Sometimes things take a little while to get established--I have tons of shrubs that haven't bloomed the year I planted them (or sometimes even the year after that). So I wouldn't worry too much, they are probably focused on getting their roots going first.
Hi, jerry22! Always nice to meet a new Jacksonville neighbor on DG! Depending on the location where you planted the Encore azaleas (amount of available light or shade), they will probably bloom for you sometime late summer/early fall. They may not produce a very profuse show of flowers the first year, but you should see a few blooms later on. They tend to bloom more with bright filtered light and even short bursts of direct sun. I keep a fairly heavy mulch of oak leaves under all my azalea and add Starbucks free coffee grounds around the base of the azaleas as often as I remember to stop at Starbucks and haul away the coffee grounds. You will need to water the newly planted azaleas every few days to try to keep them consistently moist without being soggy until they show signs that new roots have been established (new green leaves are usually a good indicator that the roots growing out past the original root ball). Watering them every few days (or lightly watering every day) is especially important now in the drought conditions we are temporarily having. Once you see new leaves forming, you can toss on some azalea fertilizer, but if the growers you got them from are like most growers, they probably already have an excess of slow release fertilizer granules and won't really need fertilizing for a year or more. I don't do much pruning on my Encore azaleas, but I prune hard on my other azaleas, cutting them back about a foot or more and pruning off almost all of the leaves. They rebound with lush new growth and lots of flowers. I think the reason for not pruning Encore azaleas as much is that they are constantly setting flower buds. The other azaleas growing in our area set their flower buds for next year beginning around July 4, so don't prune after that date or you will cut off some of the flowers of next spring.

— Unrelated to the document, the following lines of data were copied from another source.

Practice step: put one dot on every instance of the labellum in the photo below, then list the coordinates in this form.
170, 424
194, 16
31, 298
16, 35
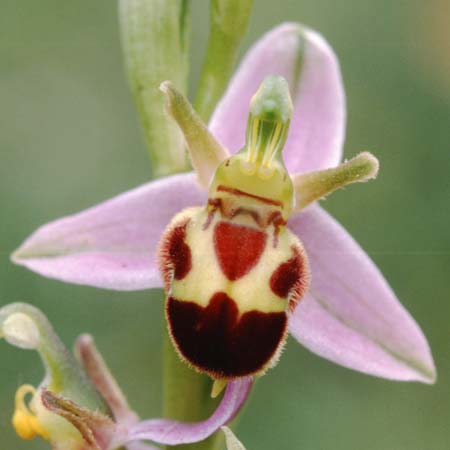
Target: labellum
232, 270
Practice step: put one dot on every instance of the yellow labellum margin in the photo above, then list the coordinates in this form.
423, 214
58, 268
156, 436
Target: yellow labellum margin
44, 411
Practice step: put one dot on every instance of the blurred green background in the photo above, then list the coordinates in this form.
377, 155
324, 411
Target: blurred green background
69, 138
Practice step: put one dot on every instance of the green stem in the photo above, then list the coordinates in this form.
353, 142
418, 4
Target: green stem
155, 45
187, 396
229, 21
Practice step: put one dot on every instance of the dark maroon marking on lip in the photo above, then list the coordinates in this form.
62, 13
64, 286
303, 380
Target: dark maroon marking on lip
175, 254
290, 277
238, 192
215, 341
238, 248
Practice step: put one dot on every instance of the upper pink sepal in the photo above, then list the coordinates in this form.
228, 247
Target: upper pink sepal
351, 316
112, 245
310, 66
173, 432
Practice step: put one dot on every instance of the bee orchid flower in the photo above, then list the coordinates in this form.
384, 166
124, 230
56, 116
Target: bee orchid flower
79, 405
331, 297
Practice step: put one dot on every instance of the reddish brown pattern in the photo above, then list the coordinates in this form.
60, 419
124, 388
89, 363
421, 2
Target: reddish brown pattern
215, 340
175, 254
238, 248
291, 277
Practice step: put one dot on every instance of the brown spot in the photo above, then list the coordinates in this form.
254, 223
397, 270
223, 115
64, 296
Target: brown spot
216, 341
239, 193
291, 278
175, 254
238, 248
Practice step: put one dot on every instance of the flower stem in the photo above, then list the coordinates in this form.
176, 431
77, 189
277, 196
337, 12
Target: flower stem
187, 396
155, 44
229, 20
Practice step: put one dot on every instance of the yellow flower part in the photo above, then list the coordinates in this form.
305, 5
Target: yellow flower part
24, 420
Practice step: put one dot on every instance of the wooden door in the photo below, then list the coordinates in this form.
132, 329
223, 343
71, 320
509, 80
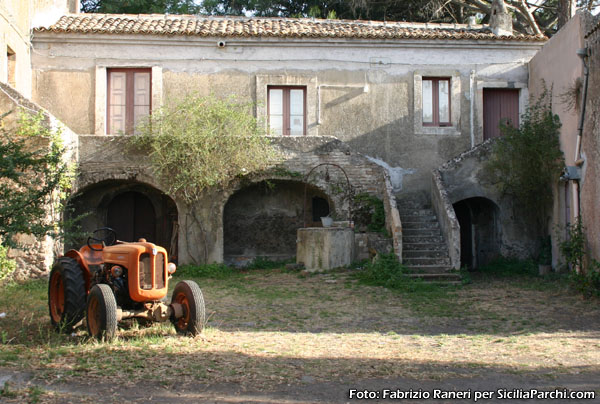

Don't worry about blooms on the first year, Jeremy. The plants are undergoing transplant shock and getting established into your garden so it is best if they work on the root system during the next 12 months or so. If you get some blooms, great but do not worry until next year. I noticed you picked two that are very similar in bloom color (but not height), Belle and Chiffon. What are your plans for those?
I think we have a teensy bit of confusion -- jerry22 in Jacksonville asked the question and Jeremy (JaxFlaGardener) provided yet another overblown answer. LOL
Hee hee hee! I guess yesterday was another Monday too. I wonder what else can I confuse today and make it three Mondays in a row. Jeeez. Sorry about that!